それにしても、国内編の1位は、『ゴールデンスランバー』か……
僕はこの小説とあまり相性がよくなかったので(僕が以前書いた感想はこちら)、この作品が「伊坂幸太郎の代表作」として褒められまくっていることに、どうも納得できないんですよ。「内容のわりに長すぎる」とも思うし。
でもまあ、2位以下のランキングをみると、今年は他に「これは!」という作品が無かったから、固定ファンが多い伊坂作品が1位になった、ということなのかもしれませんね。個人的には、2年前の『独白するユニバーサル横メルカトル』みたいに、「自力では絶対に手に取らないであろう作品」が1位になると「面白い」のですけどね。

あと、『このミス』を読むたびに思うのですけど、「ミステリー」の範疇って、いったいどこまでなんだろう?
僕は、「少なくともなんらかの『謎解き』の要素があるもの」だと考えているのですが、『ゴールデンスランバー』や『テンペスト』『東京島』などがランクインしているのをみると、「純文学とライトノベルケータイ小説以外」は(って、米澤穂信さんみたいに「ライトノベル的な味付けのミステリー」を書いている人もいるんだよなあ)、みんな「ミステリー」なのか?と問いたくなってきます。
ゴールデンスランバー』や『東京島』は「サスペンス」で、『テンペスト』は「架空歴史モノ」だよねえ。
蒼穹の昴』(浅田次郎)が「ミステリー」だって言ってるようなものじゃないのかこれって。
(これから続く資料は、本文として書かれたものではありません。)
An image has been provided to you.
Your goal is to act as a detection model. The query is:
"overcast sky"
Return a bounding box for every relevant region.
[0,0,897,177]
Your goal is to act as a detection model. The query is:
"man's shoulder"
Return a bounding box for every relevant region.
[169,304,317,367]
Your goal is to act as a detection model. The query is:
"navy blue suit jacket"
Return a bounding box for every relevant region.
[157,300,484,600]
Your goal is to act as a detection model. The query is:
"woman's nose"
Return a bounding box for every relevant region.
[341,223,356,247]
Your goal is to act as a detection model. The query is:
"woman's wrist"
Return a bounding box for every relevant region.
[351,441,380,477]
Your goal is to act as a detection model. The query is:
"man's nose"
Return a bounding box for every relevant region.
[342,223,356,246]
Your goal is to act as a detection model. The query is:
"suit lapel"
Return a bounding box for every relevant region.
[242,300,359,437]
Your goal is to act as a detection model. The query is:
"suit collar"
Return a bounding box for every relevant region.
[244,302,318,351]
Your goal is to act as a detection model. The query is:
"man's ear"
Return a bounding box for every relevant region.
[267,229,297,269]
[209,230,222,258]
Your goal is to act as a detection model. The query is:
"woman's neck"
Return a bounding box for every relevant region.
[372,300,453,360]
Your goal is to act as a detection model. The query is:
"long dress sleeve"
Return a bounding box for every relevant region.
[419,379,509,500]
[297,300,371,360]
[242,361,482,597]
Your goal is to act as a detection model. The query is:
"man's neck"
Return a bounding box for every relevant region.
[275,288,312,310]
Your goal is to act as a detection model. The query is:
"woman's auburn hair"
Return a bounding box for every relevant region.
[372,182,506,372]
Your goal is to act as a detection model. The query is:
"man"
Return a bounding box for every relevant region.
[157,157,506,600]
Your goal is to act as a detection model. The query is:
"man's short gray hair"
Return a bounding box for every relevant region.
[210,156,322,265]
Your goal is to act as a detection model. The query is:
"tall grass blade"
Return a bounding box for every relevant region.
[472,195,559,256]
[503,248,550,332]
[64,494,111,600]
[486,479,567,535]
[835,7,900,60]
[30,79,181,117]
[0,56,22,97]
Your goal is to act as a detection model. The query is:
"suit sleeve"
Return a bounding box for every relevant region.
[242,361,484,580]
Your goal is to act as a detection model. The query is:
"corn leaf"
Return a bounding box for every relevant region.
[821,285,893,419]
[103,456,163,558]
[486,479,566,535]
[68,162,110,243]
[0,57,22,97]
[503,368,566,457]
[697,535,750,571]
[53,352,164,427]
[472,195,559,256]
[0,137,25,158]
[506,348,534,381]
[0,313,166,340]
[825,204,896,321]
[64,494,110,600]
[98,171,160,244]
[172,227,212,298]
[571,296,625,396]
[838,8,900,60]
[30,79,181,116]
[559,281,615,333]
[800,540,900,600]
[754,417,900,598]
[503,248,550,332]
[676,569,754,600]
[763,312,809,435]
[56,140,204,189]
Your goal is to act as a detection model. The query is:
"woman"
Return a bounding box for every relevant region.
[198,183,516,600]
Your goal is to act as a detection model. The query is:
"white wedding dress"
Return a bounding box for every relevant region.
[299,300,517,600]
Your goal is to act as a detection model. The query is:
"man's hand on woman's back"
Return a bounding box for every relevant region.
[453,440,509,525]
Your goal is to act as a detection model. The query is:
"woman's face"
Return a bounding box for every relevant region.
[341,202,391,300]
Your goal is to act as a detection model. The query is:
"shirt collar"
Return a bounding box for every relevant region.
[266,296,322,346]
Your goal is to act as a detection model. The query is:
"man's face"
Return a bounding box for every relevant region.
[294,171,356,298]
……と思ったら、表紙に「2008年のミステリー&エンターテインメントベスト10」って書いてある。
それはそれで、なんかちょっと違うような気がするんだけど。
僕は「このミス」って、「『ミステリー』っていう偏ったジャンルを愛する人のためのランキング」であってほしいなあ。

ちなみに、今年はさっそく『完全恋愛』を買ってきました。もう半分くらいまで進んでます。
『告白』も読んでみようかな。
チャイルド44』は積読中。やっぱりこれは読まなきゃ。


「『このミス』座談会」に、西上心太さんの

 東野(圭吾)、伊坂(幸太郎)、海堂(尊)、有川(浩)、この4人の後に続く作家って誰だろう?
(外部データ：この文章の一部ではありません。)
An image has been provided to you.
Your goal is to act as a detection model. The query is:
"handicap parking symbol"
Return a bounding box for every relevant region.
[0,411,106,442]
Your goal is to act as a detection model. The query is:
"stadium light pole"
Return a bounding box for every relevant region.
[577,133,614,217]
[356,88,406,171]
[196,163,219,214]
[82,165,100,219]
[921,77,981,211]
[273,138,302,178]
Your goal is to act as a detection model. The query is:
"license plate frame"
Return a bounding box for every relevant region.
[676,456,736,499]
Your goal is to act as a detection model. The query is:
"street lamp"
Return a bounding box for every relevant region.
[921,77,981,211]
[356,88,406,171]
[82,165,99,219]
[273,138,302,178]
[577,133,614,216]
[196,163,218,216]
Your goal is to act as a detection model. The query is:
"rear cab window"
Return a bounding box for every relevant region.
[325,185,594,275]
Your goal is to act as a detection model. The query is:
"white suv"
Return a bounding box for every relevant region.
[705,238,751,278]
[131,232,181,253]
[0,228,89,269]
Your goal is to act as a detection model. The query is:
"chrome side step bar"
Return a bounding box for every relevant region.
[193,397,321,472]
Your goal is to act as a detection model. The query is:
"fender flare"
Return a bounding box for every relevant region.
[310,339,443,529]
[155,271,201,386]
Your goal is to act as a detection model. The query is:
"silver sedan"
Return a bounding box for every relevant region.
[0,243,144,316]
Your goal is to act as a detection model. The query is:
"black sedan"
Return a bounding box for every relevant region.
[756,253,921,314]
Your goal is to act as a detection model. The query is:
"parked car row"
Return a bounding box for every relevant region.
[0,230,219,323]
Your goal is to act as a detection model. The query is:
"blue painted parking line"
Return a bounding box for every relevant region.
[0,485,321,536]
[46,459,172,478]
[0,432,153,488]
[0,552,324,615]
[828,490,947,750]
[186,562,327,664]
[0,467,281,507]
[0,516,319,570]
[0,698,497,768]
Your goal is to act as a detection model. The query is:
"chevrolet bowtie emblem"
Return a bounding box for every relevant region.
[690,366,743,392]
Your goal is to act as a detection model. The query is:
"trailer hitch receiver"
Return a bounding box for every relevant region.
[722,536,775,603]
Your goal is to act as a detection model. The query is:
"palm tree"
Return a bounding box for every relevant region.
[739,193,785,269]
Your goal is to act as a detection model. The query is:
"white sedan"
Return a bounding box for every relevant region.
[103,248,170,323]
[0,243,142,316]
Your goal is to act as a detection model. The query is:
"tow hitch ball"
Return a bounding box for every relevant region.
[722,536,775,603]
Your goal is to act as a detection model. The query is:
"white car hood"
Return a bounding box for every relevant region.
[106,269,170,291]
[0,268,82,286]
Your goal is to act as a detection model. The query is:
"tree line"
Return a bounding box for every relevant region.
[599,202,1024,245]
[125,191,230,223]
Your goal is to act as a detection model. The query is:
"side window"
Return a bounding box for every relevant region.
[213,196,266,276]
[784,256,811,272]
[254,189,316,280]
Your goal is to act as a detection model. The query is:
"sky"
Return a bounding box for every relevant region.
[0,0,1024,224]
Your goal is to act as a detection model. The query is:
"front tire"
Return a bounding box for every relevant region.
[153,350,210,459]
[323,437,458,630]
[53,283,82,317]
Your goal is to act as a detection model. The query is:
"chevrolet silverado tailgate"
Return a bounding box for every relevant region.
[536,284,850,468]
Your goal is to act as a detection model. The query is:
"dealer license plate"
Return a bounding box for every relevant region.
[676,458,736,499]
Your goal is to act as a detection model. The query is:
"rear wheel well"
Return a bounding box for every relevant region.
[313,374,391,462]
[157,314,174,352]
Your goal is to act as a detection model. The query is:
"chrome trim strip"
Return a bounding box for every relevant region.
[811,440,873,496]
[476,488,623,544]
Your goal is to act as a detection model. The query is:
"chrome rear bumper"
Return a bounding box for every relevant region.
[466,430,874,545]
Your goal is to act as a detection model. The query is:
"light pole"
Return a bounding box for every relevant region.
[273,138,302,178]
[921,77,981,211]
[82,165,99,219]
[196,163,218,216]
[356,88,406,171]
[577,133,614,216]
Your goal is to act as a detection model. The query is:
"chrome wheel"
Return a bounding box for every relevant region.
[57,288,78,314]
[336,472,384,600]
という発言があったのですが、いまのミステリ界(って、有川さんはミステリの人じゃないか)は、たしかに、この「4人組」の寡占状態になっているような気がします(「そのなかでも東野圭吾さんは一桁違っていて『殿堂入り』している」そうで、『ガリレオ』効果には驚かされるばかりです)。道尾秀介さんや池上永一さんあたりが、「次世代候補」というところでしょうか。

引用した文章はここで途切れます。